While designing a generic system which can support multiple stacks, we faced some really interesting challenges:

  • Unavailability of JAVAX in an app running on Netty using Spring WebFlux.
  • Our utility should be usable by both Named and Unnamed Java Modules.
  • Since Reactor is completely non-blocking and we do not want to interfere with actual request execution. We wanted to perform logging in doOn Hooks. But as mentioned in this GitHub issue. DoOn Hooks do not support context propagation.
  • Utility should be easily extensible for new stacks and new logging strategies in future.
  • Utility should provide a definite structure to populate log data but should be flexible enough at the same time to allow applications to choose data ingestion sources.

Solution:

As a solution, we decided to re-write (re-arch 😁) the smart-api utility.

This new smart API exposes an configurable annotation, which takes in two parameters:

  1. loggerName: An Enum which defines the kind of logging to use. Currently we support NON_REACTIVE_AVRO_LOGGER and REACTIVE_AVRO_LOGGER(for Mono and Flux return types).
  2. loggingEvent: An interface which defines base operations performed as a part of all logging strategies.

Logging Event:

This interface is what allows the utility to be flexible enough to handle different scenarios and provides multiple interception points at different stages of logging and api Execution.

  1. getApiName: Returns a name to identify the different APIs
  2. generateNewLoggingSchema: The type of Logging Schema is a generic. The important thing to note here is that the pipeline relies on logs to follow a definite schema. So logging events should declare their schema. The type of schema is used to determine the strategy for logging.
  3. populateRequestFields: Here, application is expected to populate any information before the actual execution of API. The input arguments are provided in arguments array, This method enables providing an interception point before actual execution.
  4. populateResponseFields: Here, application is expected to add any logs related to result of the API execution.
  5. populateExceptionDetails: This interception point is invoked in case the API execution throws an error.
  6. getLoggableRequestContext: This allows an application to provide custom request context, thereby enabling the application to control request context ingestion. If not provided the utility is smart enough to identify the server stack the application is running on and then uses in-built utilities to populate Request Context.

This interface can always be extended to provide specific operations for different Logging Strategies. Currently we, have only Avro based logging Strategy.

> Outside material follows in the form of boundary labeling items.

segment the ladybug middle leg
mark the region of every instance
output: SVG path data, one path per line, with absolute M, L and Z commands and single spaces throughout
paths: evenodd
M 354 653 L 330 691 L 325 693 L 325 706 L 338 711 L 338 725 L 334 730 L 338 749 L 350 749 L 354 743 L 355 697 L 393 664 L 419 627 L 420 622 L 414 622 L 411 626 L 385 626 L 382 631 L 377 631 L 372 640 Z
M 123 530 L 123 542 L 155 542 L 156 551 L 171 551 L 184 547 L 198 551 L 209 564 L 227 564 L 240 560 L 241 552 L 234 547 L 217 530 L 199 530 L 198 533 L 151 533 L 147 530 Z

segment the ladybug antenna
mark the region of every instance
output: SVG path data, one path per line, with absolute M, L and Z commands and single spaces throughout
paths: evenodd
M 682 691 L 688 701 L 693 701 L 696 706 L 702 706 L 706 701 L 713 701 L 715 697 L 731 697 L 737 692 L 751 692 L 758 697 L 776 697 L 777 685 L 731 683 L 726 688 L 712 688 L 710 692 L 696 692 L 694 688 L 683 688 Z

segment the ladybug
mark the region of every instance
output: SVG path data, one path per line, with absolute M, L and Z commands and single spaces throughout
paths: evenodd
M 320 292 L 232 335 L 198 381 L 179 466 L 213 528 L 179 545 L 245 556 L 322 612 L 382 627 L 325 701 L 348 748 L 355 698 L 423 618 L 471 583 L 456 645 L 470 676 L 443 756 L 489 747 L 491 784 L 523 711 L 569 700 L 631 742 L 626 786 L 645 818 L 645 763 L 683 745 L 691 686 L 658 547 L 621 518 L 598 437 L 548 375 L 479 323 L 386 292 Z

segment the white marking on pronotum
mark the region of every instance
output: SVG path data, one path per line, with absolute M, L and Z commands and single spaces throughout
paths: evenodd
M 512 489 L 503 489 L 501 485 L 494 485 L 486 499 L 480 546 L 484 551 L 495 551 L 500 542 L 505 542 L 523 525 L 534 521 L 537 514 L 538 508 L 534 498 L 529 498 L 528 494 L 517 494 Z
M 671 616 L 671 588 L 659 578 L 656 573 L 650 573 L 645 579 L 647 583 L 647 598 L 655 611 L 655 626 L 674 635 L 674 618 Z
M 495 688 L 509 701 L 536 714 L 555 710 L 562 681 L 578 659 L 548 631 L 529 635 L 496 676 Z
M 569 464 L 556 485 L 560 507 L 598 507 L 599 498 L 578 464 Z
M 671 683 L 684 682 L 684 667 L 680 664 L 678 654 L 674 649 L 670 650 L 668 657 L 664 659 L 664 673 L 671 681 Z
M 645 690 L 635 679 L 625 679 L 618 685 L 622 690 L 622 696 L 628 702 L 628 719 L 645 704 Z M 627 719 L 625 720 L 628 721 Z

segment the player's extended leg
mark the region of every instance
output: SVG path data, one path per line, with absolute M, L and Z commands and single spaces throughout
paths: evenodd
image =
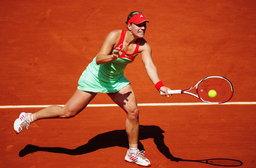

getKafkaTopic(): The Kafka topic to push API logs to.

Challenges Resolved:

  1. The abstractions that we have make our utility flexible enough to handle multiple logging strategies and application stacks.
  2. We identified all our packages that will have to be used by applications, and exposed them to all modules in our java module.
  3. For java x servlet, we included it as an optional dependency in our pom and a static requirement in our module-info.java . This ensures that the dependency is available at compile time and is not required at link time and run time. This assumes that whenever the functionality related to servlet is invoked, it will be provided by the application or system.
  4. We use Project Reactors Mono Context and Hook with a Thread Local to maintain request context in reactive applications.

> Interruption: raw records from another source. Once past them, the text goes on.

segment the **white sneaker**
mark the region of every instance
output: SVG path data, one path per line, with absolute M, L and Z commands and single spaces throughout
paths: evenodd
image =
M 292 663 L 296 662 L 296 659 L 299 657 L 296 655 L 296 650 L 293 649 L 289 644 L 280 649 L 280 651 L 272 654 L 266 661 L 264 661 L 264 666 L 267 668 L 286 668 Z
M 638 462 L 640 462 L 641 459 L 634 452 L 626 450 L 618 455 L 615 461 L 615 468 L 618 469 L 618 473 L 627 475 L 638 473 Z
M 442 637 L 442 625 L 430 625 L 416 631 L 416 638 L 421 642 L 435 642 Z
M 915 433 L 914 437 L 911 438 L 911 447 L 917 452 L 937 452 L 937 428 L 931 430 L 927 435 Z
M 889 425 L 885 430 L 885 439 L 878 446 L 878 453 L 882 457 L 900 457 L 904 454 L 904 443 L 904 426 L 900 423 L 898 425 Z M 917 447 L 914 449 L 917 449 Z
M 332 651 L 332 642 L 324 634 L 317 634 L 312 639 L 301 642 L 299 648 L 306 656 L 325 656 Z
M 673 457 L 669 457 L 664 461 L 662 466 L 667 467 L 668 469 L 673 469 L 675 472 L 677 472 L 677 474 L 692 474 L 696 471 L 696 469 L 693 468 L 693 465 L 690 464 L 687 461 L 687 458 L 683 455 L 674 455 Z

ReactiveRequestContextFilter uses Mono.contextWrites to write requestContext in Mono context before the execution of request.

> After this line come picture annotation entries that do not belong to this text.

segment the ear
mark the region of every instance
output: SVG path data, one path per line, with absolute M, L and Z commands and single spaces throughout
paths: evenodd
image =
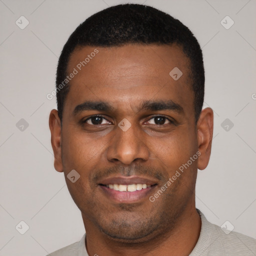
M 198 162 L 198 168 L 205 169 L 210 158 L 214 131 L 214 112 L 206 108 L 202 110 L 196 124 L 198 150 L 200 152 Z
M 63 172 L 62 160 L 62 125 L 58 112 L 52 110 L 49 117 L 52 146 L 54 154 L 54 167 L 57 172 Z

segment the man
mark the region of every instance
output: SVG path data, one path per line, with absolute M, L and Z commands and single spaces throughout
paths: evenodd
M 78 26 L 60 58 L 50 127 L 86 236 L 50 255 L 256 254 L 255 240 L 196 208 L 212 138 L 204 82 L 198 41 L 166 14 L 118 5 Z

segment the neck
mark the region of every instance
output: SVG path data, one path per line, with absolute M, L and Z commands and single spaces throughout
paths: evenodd
M 186 208 L 170 233 L 162 234 L 146 242 L 131 244 L 110 238 L 83 217 L 86 232 L 86 250 L 89 256 L 188 256 L 198 242 L 201 220 L 193 208 Z

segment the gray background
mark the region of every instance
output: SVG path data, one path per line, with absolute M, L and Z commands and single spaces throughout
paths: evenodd
M 48 117 L 56 99 L 46 95 L 54 89 L 58 57 L 71 32 L 91 14 L 125 2 L 0 0 L 0 256 L 43 256 L 84 234 L 64 174 L 54 168 Z M 228 220 L 235 231 L 256 238 L 256 1 L 130 2 L 169 13 L 198 38 L 204 106 L 213 108 L 215 122 L 210 162 L 198 171 L 196 206 L 211 222 Z M 24 30 L 16 24 L 24 25 L 22 16 L 30 22 Z M 226 16 L 234 22 L 228 30 L 220 23 Z M 28 128 L 20 126 L 21 118 Z M 30 228 L 24 234 L 16 229 L 21 220 Z

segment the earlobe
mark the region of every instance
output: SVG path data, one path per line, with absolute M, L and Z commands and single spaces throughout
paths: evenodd
M 214 128 L 214 112 L 212 108 L 202 110 L 197 124 L 198 150 L 200 152 L 198 162 L 198 168 L 205 169 L 212 150 Z
M 57 172 L 63 172 L 62 160 L 62 126 L 58 112 L 52 110 L 49 117 L 51 143 L 54 154 L 54 166 Z

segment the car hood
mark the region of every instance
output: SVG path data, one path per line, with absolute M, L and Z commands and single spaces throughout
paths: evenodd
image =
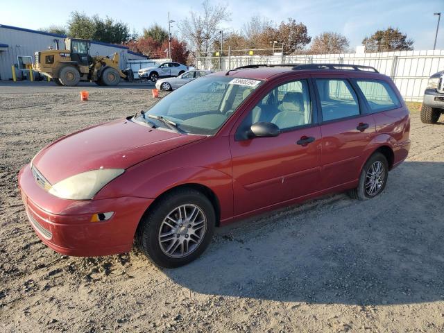
M 63 137 L 43 148 L 33 160 L 51 184 L 89 170 L 127 169 L 203 135 L 152 129 L 131 120 L 103 123 Z
M 159 67 L 146 67 L 146 68 L 141 68 L 140 69 L 139 69 L 138 71 L 151 71 L 151 69 L 154 69 L 155 68 L 159 68 Z

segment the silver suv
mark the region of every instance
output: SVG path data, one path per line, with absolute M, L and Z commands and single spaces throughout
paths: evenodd
M 441 113 L 444 113 L 444 71 L 435 73 L 429 78 L 421 107 L 421 121 L 435 123 Z

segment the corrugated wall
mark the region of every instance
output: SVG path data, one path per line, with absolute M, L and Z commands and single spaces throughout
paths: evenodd
M 22 31 L 0 26 L 0 44 L 8 44 L 7 51 L 0 51 L 0 78 L 9 80 L 12 78 L 11 66 L 17 62 L 17 56 L 32 56 L 38 51 L 48 49 L 52 46 L 56 49 L 54 39 L 59 40 L 59 47 L 65 49 L 63 38 L 50 36 L 29 31 Z M 126 49 L 96 44 L 91 44 L 91 55 L 98 53 L 101 56 L 108 56 L 119 52 L 121 56 L 120 67 L 121 69 L 126 67 L 126 62 L 129 59 L 146 59 L 144 57 L 129 54 Z
M 224 53 L 228 53 L 228 51 Z M 228 70 L 255 64 L 341 63 L 373 66 L 392 78 L 406 101 L 422 101 L 427 79 L 444 69 L 444 50 L 418 50 L 344 54 L 302 56 L 242 56 L 205 57 L 197 59 L 200 69 Z

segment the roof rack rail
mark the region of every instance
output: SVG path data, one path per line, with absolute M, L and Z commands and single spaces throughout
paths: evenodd
M 375 67 L 371 66 L 350 64 L 300 64 L 295 65 L 293 69 L 349 69 L 379 73 Z
M 243 69 L 244 68 L 259 68 L 259 67 L 294 67 L 298 66 L 298 64 L 256 64 L 256 65 L 246 65 L 245 66 L 241 66 L 236 67 L 234 69 Z M 234 69 L 232 69 L 232 71 Z

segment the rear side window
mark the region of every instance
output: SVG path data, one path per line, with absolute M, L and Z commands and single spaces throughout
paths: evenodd
M 317 78 L 324 121 L 359 114 L 358 99 L 346 80 Z
M 396 94 L 386 82 L 380 80 L 357 80 L 356 82 L 372 112 L 377 112 L 401 106 Z

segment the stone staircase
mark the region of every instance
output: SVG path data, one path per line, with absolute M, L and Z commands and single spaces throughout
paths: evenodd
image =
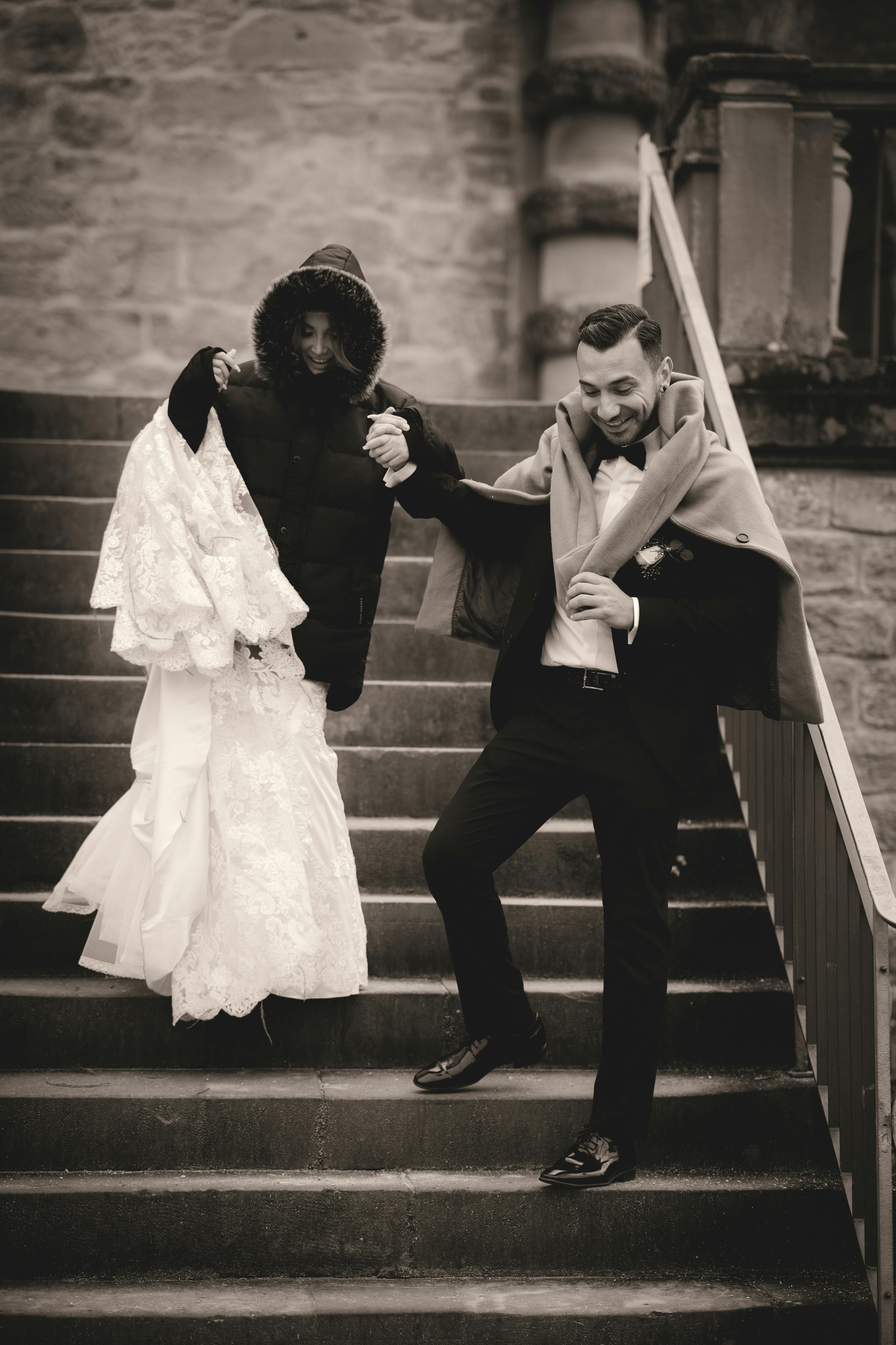
M 638 1180 L 540 1186 L 587 1116 L 599 862 L 583 800 L 498 874 L 544 1068 L 426 1098 L 462 1025 L 420 850 L 492 729 L 493 655 L 414 635 L 435 529 L 395 512 L 359 705 L 329 740 L 371 986 L 171 1028 L 81 972 L 42 893 L 130 783 L 142 678 L 90 615 L 138 399 L 0 394 L 4 1338 L 16 1342 L 844 1342 L 875 1314 L 733 788 L 688 802 L 673 970 Z M 494 479 L 551 409 L 431 408 Z

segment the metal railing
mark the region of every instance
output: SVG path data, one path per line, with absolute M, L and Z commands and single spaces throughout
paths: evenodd
M 759 480 L 647 136 L 639 157 L 641 269 L 645 281 L 652 274 L 643 304 L 676 367 L 703 378 L 719 438 Z M 896 925 L 896 897 L 814 646 L 811 658 L 823 724 L 720 706 L 719 726 L 877 1306 L 879 1341 L 895 1345 L 887 931 Z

a) ThreadLocalContextFilter: It implements a BiFunction which can be used as a Hook in a project reactor app and will intercept all subscriptions. Here we use ThreadLocal to preserve the context and then use this context to create our LoggableRequestContext.

b) This ContextFilter is registered in Reactor Hooks like this:

Conclusion:

We have been able to use this across all our Spring based projects for capturing and viewing more detailed audit logs with required important business KPI’s and provide better debugging with more insightful data rather than just access LOGS. The USPs of this revamped version are

1. It can be used with both Spring Reactive and Web MVC and also non web applications.

2. The ability to provide more control to the application to log Request Context.